China is not trapped by what we owe them.  I haven't heard a single person ever say this, but it is clear to me they are taking that USA debt, which is negotiable, and investing it around the world.  If and when the system goes down, and it will, we'll know because we'll see prices falling, the usa bonds China "owns" will be worthless.  But who cares, the bonds back infrastructure projects world wide, all pointing to China trade.  Any chance of USA trying to make claim that a Peruvian railroad is owned by USA due to it being back by USA bonds will be as doubtful as a USA bank trying to foreclose on a USA homeowner.  Prove it.  When USA has nothing to offer, and trade with China pays, then the bonds are irrelevant.  Peru will trade with China.

Because we constantly renew unemployment benefits, staff pretend work like TSA, FDA, DEA, USDA, etc, and bail out, bail out, bail out...  the drop and devastation will be exponentially worse than it has to be.  The longer we wait, the worse it gets.

We have horrible overcapacity and malinvestment in USA.  We could judo flip the Chinese right now by announcing we are withdrawing troops worldwide, and dropping our subsidies and restrictions, re-embracing free markets, cutting taxes concomitantly.  Now, warmongers will scream "this is isolationism..."  No, just USA will return to when we engaged people worldwide as small business, person to person, not militarily, as in death from the sky.  It is the warmongers of the last 100 years that caused USA isolation in the world today.

Of course, since we measure GDP or "wealth" in terms of how much money each person spends, including government workers, a period of fewer government workers, and widespread falling prices as people re-allocate to genuine market needs, USA would appear to be terribly poor while in fact it was recovering.

A free market assumes private currency, in in such a regime there would be no way to subsidize huge taxpayer ripoff payments to big pharma, big computer, big auto, etc.  Those industries would die, as news replacements flowered.  Unemployment would drop to near zero.

When we get back to wealth defined in terms of access to ever-expanding goods and services made possible by free market division of labor, we'll see we are getting ever better off.  Now, we are told, as things are getting worse, that the models shows we are getting better off.

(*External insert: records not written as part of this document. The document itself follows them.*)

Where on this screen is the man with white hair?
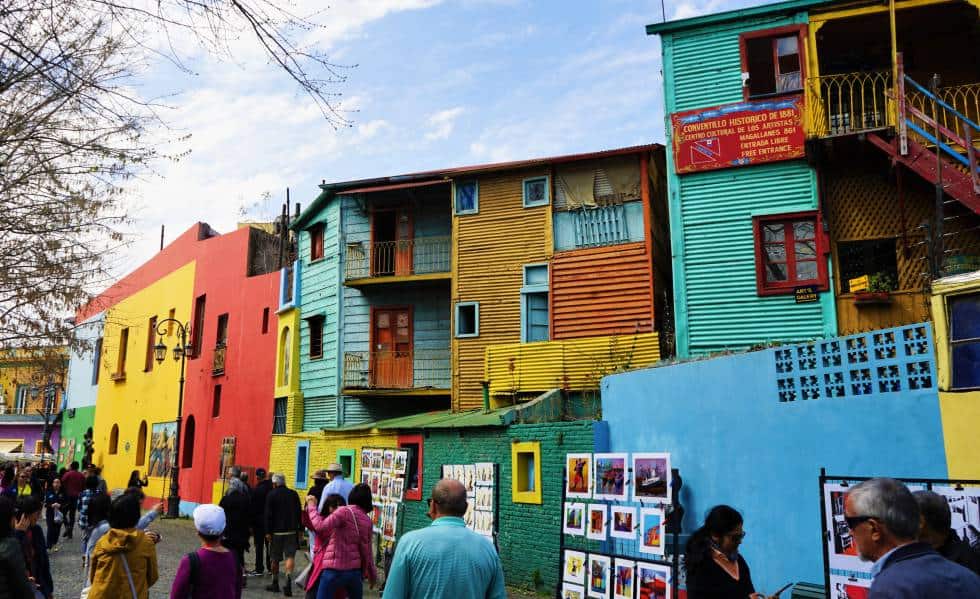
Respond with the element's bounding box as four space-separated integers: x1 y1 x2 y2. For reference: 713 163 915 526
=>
844 478 980 599
265 472 303 597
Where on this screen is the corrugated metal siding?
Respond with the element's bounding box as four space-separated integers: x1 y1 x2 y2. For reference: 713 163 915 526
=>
299 198 341 430
452 169 552 409
680 161 825 354
486 333 660 395
551 242 653 339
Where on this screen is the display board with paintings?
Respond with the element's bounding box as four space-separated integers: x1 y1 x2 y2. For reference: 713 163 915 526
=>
442 462 497 545
820 472 980 599
560 453 677 599
361 447 409 541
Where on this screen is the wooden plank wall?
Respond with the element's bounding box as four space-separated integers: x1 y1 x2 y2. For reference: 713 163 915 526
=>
452 168 554 410
550 242 653 339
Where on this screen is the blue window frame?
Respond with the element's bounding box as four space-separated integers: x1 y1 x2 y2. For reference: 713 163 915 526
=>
293 441 310 489
524 177 551 208
455 181 480 214
521 264 550 343
948 293 980 389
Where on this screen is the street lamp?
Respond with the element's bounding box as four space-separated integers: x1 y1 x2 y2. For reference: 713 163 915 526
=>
153 318 194 518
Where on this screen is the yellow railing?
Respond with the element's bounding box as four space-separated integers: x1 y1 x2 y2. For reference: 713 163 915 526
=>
806 71 895 137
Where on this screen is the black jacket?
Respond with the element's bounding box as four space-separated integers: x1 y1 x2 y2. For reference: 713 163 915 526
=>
249 478 272 531
265 487 303 534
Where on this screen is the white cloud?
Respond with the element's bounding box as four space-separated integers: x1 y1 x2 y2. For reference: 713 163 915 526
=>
425 106 463 141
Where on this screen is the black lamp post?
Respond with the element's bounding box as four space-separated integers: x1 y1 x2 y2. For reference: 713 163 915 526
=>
153 318 193 518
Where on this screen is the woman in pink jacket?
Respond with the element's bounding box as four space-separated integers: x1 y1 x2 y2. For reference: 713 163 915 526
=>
304 483 378 599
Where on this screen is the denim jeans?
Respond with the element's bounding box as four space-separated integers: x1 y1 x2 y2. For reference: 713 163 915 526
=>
316 568 364 599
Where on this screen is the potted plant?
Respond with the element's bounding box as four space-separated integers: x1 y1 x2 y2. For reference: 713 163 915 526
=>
854 272 898 304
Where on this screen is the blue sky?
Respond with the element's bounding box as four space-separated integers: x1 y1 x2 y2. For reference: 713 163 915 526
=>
113 0 759 273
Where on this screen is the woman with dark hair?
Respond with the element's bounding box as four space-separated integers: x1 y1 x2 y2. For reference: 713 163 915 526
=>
306 483 378 599
0 497 34 599
685 505 766 599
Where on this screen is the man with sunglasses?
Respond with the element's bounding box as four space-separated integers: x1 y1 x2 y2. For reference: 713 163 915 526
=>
383 479 507 599
844 478 980 599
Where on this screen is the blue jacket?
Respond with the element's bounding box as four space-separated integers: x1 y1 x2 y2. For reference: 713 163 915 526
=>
868 543 980 599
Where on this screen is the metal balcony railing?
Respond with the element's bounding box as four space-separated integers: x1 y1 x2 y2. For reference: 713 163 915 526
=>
806 71 894 137
344 348 450 389
211 344 228 376
345 236 450 280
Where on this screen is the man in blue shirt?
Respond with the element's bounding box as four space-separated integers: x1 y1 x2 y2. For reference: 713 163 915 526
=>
383 479 507 599
844 478 980 599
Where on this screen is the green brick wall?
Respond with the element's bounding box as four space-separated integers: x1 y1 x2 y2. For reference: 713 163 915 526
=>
400 421 606 591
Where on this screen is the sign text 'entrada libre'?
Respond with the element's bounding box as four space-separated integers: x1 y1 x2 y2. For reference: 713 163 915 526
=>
670 97 805 173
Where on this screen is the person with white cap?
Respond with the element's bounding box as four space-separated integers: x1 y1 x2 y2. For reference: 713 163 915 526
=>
170 503 242 599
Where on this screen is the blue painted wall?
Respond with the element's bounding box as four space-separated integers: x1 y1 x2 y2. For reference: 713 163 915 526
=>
602 324 947 592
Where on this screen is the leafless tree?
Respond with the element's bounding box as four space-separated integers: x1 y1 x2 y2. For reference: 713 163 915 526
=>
0 0 349 347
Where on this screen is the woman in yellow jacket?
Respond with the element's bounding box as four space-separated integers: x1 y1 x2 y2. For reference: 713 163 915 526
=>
88 493 159 599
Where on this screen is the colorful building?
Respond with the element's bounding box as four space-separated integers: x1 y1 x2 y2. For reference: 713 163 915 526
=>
76 223 280 511
647 0 980 356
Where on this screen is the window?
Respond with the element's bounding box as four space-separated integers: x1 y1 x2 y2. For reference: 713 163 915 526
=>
306 314 326 360
521 264 549 343
143 316 157 372
510 441 541 504
136 420 146 466
279 327 292 387
211 385 221 418
272 397 288 435
309 223 323 262
947 293 980 389
740 26 803 99
293 441 310 489
837 238 898 293
398 435 422 501
180 416 197 468
214 314 228 347
753 212 827 295
188 295 208 358
455 181 480 214
456 302 480 337
115 327 129 379
109 424 119 455
92 337 102 385
524 177 551 208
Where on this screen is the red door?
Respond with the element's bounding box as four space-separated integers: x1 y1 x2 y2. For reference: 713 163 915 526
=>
371 308 413 389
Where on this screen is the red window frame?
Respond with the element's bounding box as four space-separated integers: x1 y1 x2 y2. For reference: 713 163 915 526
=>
738 25 807 101
752 210 830 296
398 435 425 501
310 223 323 262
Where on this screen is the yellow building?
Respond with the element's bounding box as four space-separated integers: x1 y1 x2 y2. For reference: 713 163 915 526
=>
92 262 195 497
932 271 980 479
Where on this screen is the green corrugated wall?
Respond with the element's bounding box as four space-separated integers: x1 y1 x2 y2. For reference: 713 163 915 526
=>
662 13 836 357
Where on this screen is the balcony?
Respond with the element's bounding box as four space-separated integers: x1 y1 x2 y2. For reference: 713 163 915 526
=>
344 348 450 395
344 236 451 285
211 344 228 376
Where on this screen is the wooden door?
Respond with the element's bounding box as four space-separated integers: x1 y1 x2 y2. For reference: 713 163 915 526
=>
371 307 413 389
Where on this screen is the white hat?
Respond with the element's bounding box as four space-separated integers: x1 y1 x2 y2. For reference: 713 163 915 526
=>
194 503 225 537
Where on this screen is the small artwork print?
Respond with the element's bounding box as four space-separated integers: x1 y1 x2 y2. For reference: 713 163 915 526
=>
633 453 671 503
562 549 585 585
613 559 636 599
565 453 592 499
640 507 664 555
636 562 671 599
585 503 606 541
609 505 636 540
592 453 626 501
562 503 585 537
561 582 585 599
587 554 612 599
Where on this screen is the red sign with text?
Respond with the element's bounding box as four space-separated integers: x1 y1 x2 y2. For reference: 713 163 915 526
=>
670 96 806 174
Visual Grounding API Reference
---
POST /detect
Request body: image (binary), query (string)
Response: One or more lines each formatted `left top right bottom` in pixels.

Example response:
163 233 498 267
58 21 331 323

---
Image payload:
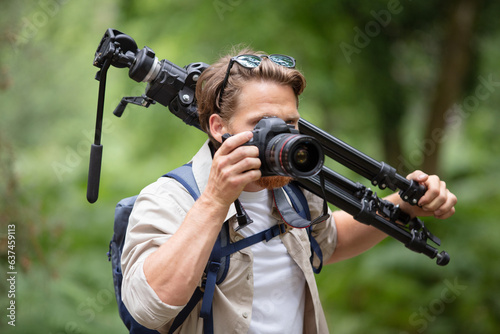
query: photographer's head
196 49 306 146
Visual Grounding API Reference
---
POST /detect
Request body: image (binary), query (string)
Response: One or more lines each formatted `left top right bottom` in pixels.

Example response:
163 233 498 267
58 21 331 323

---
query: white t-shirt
239 190 305 334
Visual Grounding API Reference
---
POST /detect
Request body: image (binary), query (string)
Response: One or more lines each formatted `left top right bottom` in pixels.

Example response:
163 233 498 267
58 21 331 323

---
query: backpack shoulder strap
163 163 200 201
283 182 323 274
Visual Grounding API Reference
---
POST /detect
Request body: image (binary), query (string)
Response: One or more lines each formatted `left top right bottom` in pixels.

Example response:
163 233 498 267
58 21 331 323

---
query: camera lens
266 134 324 178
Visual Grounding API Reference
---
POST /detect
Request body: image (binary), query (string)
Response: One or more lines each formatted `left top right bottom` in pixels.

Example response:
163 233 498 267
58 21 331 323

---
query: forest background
0 0 500 334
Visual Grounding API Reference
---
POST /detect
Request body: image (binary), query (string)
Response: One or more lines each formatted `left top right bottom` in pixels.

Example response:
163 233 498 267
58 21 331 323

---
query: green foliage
0 0 500 333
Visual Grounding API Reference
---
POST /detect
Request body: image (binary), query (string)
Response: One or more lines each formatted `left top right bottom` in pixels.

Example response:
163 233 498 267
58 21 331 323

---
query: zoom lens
266 134 324 178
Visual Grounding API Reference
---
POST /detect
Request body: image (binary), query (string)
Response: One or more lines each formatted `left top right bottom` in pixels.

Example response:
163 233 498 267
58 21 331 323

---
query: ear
208 114 228 143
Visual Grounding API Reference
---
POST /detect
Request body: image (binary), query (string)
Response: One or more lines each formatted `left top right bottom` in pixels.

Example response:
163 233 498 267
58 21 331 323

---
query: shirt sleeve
121 177 194 329
304 190 337 267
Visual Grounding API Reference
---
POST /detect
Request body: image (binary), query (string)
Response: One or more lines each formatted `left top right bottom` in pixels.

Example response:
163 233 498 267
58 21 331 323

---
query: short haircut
196 48 306 145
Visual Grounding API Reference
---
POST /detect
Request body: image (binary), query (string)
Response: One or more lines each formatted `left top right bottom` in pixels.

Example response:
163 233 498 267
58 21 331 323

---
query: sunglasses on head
219 54 295 106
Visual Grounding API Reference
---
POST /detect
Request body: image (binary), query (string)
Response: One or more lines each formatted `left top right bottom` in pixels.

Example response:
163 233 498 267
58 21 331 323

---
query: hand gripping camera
87 29 450 266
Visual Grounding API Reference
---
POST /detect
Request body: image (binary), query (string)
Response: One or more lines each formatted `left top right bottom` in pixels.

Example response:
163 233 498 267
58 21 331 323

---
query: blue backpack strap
200 222 286 334
283 182 323 274
163 163 200 201
108 196 158 334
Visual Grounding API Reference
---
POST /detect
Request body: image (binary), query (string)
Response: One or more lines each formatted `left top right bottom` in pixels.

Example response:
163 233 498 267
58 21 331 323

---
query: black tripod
298 119 450 266
87 29 450 266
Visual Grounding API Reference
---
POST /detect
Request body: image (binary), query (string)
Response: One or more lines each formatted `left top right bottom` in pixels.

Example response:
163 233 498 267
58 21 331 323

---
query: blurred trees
0 0 500 333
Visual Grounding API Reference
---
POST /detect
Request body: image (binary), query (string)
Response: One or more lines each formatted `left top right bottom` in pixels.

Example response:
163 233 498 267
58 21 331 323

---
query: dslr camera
222 117 325 178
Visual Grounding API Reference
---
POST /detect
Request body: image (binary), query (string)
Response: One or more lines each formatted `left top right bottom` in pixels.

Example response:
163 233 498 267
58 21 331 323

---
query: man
122 50 456 333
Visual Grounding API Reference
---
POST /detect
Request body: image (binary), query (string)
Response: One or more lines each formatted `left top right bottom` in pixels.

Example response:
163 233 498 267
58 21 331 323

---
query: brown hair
196 48 306 142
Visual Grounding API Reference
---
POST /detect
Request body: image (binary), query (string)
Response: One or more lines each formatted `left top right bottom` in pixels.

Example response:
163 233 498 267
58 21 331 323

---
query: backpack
108 164 322 334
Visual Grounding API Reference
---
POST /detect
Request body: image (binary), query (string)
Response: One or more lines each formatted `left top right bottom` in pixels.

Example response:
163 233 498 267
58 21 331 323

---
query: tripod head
87 28 208 203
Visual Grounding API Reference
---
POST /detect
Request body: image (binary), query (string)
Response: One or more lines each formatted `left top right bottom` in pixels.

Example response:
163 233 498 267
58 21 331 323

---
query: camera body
223 117 324 178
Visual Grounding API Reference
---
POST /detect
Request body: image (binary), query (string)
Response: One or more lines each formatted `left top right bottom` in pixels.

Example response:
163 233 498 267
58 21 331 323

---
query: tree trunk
421 0 479 174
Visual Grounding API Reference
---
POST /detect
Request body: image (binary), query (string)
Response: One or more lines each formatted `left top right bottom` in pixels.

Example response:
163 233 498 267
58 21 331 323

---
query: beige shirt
122 143 337 334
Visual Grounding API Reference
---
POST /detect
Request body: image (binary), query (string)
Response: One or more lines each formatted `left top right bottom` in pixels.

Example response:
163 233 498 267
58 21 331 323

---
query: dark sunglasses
219 54 295 106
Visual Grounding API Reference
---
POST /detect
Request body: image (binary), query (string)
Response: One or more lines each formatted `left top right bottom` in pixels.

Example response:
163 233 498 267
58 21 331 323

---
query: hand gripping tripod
87 29 450 266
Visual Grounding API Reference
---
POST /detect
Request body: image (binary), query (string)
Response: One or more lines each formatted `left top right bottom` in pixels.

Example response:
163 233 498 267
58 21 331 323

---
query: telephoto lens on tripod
222 117 325 178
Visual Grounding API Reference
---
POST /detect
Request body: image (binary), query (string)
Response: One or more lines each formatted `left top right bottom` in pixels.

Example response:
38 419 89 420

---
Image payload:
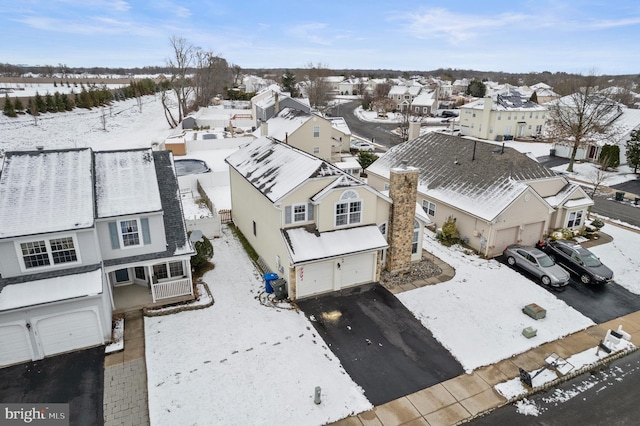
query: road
470 351 640 425
591 195 640 226
328 101 400 148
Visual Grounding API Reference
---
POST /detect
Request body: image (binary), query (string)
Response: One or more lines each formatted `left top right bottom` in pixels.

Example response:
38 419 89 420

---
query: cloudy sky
5 0 640 74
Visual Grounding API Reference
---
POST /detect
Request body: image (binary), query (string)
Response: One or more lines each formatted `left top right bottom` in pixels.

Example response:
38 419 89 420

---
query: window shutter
109 222 120 249
284 206 291 223
140 217 151 245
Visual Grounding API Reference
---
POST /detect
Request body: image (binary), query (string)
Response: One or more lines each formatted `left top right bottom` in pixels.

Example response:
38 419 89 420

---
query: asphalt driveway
0 346 104 426
298 283 464 405
499 256 640 324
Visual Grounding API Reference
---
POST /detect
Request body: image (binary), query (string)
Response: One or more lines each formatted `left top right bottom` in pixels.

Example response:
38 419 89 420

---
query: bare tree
549 75 622 172
193 48 233 106
305 63 331 111
162 36 195 127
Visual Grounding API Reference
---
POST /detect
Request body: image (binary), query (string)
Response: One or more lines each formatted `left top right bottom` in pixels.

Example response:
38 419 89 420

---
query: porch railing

In USA, people spend about 10 billion a year on professional sports, 10 billion a year on porn, 10 billion a year on video games.  None of these would likely be any where near what they each are, if they actually had to pay for the means of delivering their product (or is it a service.)  At the same time, the time spent by people viewing what they buy for those billions, crowds out time spent on better options, like a good musical or a high school sporting event. (It really is quite good, and only 90 seconds, check it out.)

Of course, too many people want the security of monday night football, tuesday night porn, wednesday night video game, obviously, to change anything.

So we need to carve out a part of USA for those who wish to do business in a free market.  A place were prices can fall, and recovery can happen.